Литмир - Электронная Библиотека

Походило на то, что патриции выискивали поводы, чтобы раздавить иди унизить сторонников лютеранства. Был вызван в совет и Дюрер. Его обвинили в нарушении постановления властей о соблюдении чистоты в городе, принятого еще во времена оны. Судья напомнил ему, что этим решением даже свиней, патроном которых был святой Антоний, запрещается выпускать на улицу. А он соорудил отхожее место не в той части своего дома, в какой положено. Ссылки на слабость здоровья и связанную с этим ограниченную способность передвигаться были отвергнуты. Законы писаны для всех. В итоге нерадивый домовладелец Дюрер был присужден к значительному денежному штрафу. Можно было бы урегулировать дело без этого всеобщего позорища.

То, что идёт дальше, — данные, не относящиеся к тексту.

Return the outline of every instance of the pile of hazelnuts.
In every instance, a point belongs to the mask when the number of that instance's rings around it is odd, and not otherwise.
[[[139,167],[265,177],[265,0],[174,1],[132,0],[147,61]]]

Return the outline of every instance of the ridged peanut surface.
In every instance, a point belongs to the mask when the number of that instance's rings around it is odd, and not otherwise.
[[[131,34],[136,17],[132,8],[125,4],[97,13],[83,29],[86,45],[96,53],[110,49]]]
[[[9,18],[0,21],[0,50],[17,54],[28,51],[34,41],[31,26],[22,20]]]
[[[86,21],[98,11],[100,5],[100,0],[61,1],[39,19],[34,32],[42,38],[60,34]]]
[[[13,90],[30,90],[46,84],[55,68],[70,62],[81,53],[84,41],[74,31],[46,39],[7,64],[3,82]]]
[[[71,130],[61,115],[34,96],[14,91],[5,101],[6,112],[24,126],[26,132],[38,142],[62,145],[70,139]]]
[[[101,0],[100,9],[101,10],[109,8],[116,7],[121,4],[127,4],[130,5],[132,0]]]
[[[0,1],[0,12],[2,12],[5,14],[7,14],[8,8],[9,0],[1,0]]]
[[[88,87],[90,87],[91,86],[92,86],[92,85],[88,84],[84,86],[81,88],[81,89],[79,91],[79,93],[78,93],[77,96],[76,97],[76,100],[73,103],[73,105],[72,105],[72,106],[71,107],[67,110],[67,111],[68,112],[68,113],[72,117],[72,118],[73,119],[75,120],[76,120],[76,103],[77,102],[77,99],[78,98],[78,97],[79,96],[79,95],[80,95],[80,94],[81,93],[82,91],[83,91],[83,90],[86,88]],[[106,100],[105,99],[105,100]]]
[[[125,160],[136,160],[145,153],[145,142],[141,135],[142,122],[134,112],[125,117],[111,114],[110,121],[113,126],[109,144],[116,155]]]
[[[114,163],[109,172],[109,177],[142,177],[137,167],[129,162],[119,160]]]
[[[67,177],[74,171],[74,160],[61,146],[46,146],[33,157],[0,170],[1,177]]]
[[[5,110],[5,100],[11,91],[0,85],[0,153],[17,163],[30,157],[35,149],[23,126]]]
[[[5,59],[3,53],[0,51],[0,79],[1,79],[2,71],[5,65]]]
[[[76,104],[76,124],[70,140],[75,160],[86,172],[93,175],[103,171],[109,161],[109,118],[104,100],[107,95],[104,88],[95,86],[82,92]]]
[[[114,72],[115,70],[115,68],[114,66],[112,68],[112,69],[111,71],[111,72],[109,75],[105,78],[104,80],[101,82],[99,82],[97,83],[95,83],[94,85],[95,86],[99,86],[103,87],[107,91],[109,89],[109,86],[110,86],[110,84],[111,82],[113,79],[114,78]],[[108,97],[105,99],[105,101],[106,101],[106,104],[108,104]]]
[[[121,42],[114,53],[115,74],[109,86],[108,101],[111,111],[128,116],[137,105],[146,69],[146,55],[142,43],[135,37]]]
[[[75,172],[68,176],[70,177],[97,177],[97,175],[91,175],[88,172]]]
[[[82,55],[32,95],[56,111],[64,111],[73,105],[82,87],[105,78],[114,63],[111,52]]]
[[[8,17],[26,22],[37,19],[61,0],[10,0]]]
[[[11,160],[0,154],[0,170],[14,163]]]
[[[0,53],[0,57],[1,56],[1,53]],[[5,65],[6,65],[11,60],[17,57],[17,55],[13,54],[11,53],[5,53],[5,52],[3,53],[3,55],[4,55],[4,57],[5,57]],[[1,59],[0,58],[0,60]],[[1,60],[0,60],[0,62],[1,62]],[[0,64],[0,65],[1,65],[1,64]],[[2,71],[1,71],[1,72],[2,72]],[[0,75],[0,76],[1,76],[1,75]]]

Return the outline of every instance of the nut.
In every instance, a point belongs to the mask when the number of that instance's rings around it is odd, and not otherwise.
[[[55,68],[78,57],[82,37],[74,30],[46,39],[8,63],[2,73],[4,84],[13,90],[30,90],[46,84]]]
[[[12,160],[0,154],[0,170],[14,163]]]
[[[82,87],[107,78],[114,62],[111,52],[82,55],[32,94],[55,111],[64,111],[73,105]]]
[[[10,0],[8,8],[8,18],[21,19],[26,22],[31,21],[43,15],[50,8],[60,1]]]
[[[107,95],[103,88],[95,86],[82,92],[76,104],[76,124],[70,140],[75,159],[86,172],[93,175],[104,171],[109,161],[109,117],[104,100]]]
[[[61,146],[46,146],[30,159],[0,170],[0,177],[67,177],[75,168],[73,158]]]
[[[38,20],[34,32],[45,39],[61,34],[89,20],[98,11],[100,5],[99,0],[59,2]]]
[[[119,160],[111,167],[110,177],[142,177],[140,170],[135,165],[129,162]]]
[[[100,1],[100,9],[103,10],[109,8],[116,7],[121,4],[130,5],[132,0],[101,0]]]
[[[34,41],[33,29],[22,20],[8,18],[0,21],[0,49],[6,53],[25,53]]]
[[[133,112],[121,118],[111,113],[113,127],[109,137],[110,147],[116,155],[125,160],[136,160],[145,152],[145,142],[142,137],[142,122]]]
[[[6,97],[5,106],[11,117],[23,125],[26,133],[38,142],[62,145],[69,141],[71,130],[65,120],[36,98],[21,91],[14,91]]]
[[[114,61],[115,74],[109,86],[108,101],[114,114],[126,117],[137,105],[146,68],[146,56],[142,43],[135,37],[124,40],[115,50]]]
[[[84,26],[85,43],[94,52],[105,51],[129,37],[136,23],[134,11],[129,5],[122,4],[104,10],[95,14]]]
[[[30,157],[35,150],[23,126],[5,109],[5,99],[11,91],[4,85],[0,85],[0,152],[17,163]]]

Разве отказался бы он исправить свою оплошность? Но властям, видимо, было важно «наказать» его. Ничего не изменили здесь ходатайства Шпенглера и Пиркгеймера. Решение оставили в силе: «отцы города никогда не ошибаются». Правда, согласились вернуть деньги. Смотрите, мол, насколько скуп ваш знаменитый мастер и насколько щедр совет. Формальность была соблюдена: казначей получил с Дюрера Штраф и тотчас же вернул его гульдены. Наказание свершилось. Мастер ходил как оплеванный. Даже выход в свет в октябре 1527 года «Наставления к укреплению городов» его не взбодрил. Не радовал его и успех книги. В том же месяце Андреа пришлось печатать второй тираж. Мастер Иероним только разводил руками: надо же — кажется, книга на любителя, а пользуется почти таким же спросом, как и проповеди Лютера.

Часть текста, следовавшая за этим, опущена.